I finally was able to meet with Sasha as he, his girlfriend and a French couchsurfer were on their way out of the apartment to do some pre-New Years shopping. They decided to show me the place very quickly before they left. However, Sasha and I got to talking about hockey, soccer, English teaching and any other number of topics when Sasha's girlfriend came in and said, “I've been cooking dinner and it's almost ready. Will you join us?” So I sat down with them and broke some bread. We agree on the price and I left the apartment, glad that I could finally have a place to live.

When I got back into downtown, the Canadians had wandered off somewhere and were without phone credits, which meant that I couldn't call them. I at first decided to take a quiet night, hanging out with two other couchsurfers who were hanging out at the hostel. They were two American girls who  frequented Ukraine and Kiev and they were their for the couchsurfing New Years Eve party. I was almost on the edge of deciding to go to that for New Years. Leonid, the hostel worker, came in. “Come on downstairs to the other hostel, Why Not,” he said. “They've got drinks!”

Down I went to join him and hang out with the other people. The Why Not? hostel was situated right on the main road of Saksaganskogo Street. Each room had its own them – including a Communist room, all red with Lenin heads painted on the wall – plus there was a large kitchen, patio, common room and a small movie room in the basement. They were throwing a New Years Eve party as well, which was open to everyone coming. Suddenly, people were being rounded up to go to a club in the Podil district, Xlib.
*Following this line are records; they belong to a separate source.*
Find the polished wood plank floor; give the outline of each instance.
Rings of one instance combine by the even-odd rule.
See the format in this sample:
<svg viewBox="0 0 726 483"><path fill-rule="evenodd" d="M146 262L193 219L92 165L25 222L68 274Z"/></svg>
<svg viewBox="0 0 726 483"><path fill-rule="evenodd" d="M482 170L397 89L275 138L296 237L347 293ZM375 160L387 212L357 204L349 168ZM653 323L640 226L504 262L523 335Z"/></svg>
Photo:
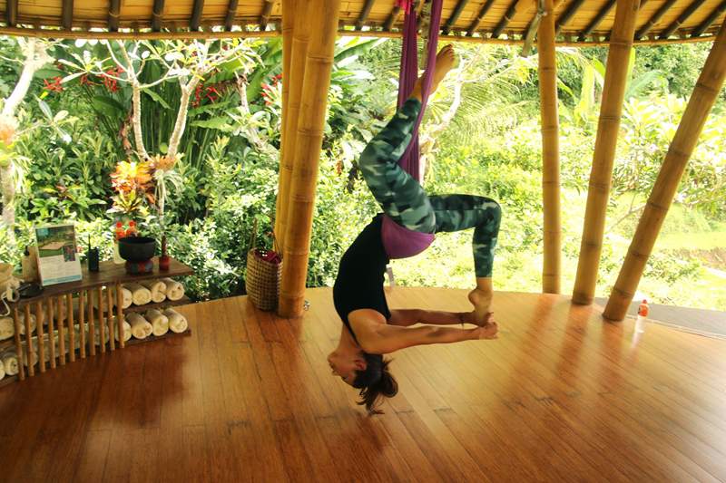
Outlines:
<svg viewBox="0 0 726 483"><path fill-rule="evenodd" d="M366 416L325 360L329 289L302 319L245 297L182 307L192 335L0 389L3 481L724 481L726 341L557 295L497 293L496 341L393 355ZM392 307L465 310L400 288Z"/></svg>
Xlib was another club situated in the basement of some office complex, though since it was completely dark when our taxis pulled up, I could have mistaken the office complex for some run down slab of empty concrete, towering high above the trees. There was a 50 grivna cover, a security check giving a pat down and a coat check to hang up your stuff. The club had two main rooms and a chillout room. In the main room, and had something of the look of an empty warehouse, reminding me of my old raver days in Dallas. There was a reggae band playing on the stage while in the smaller room they had a DJ playing dubstep, a strangely popular style in Kiev. Drinks were on the pricey side since they only stocked import beers, but the usual cheap shots of vodka found through Ukraine were still present. I drank it up and did the best I could at the frenetic dub step and the more lackadaisical reggae hippy dancing, trying to fit in with all the Ukrainian hippies in their dirty clothing and dread locked hair. It was clear that the girls their must have smelled my clean, shampoo washed hair, because they made a large ring around me, staying clear of anything perceived as an advance. Not that I cared, what did I want with those dirty hippy girls anyway?